Is the real Steve commenting on my blog again? Or a new Steve?

Scarbarian said...

Hmmm... Since this is my first ever comment on your blog (long time lurker, first time caller), let's call me New Steve, even though I am in fact a "Real Steve"... I hope this clears things up...

Desertstraw said...

You might find the answer to the question in Edwin Black's book "Internal Combustion". As I remember it, I do not have a copy here, the Edison batteries passed all tests in New Jersey before being sent to Michigan where they failed the same tests. There were suspicions of sabotage but even Edison was not big enough to handle it. His battery laboratory in NJ was burned down under questionable circumstances.

B said...

Here's the mystery of this story: yes, these nickel iron batteries still exist and are less capable than current technology...but my question, has anyone claimed nickel iron can charge in 3 minutes as Edison did? Help me out. Where did the quick charge technology disappear to? Compare this to GMVolt with it's hours of charge for 45mi range...yes, yes, I know weight, etc is a factor but still....3 minute charge! where is it? was the reporter making things up?

Joel Clemens said...

I hope history does not repeat itself, I guess that is a good reason that Estor is being secretive?

john spence said...

After reading about Firefly Energy's carbon foam bi-polar battery relying on high su rface areas of nano powders for high capacity and light weight, I wonder if anyone has tried the same with Edison's battery - powdered nickel cold rolled or pressed on one end of a conducting plate - maybe aluminum rather than foam - and iron powder on the other - folded to make a bi-polar plate. It might be the secret of fast charging. John Spence, Surrey BC

Ian said...

I am using nickel iron batteries to power my solar house. The claims that it has very poor charactertistics compared to lead acid are simply untrue.

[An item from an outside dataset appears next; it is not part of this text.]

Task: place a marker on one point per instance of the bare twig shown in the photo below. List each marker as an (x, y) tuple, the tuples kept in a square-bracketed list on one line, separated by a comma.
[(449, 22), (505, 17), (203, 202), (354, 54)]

Mine are a joy to use ... I imported them from China and they live up to Edison's claims ... but they do not charge in 3 minutes.

The are ideally suited to solar home situations where the use of lead acid batteries would lead to a serious lead contamination issue. NiFe batteries contain only Nickel iron and potassium and are not at threat to the environment.

New up to date information is available at the Nickel Iron Battery association. http://www.nickel-iron-battery.com

Ian said...

I am using nickel iron batteries to power my solar house. The claims that it has very poor charactertistics compared to lead acid are simply untrue.

Mine are a joy to use ... I imported them from China and they live up to Edison's claims ... but they do not charge in 3 minutes.

The are ideally suited to solar home situations where the use of lead acid batteries would lead to a serious lead contamination issue. NiFe batteries contain only Nickel iron and potassium and are not at threat to the environment.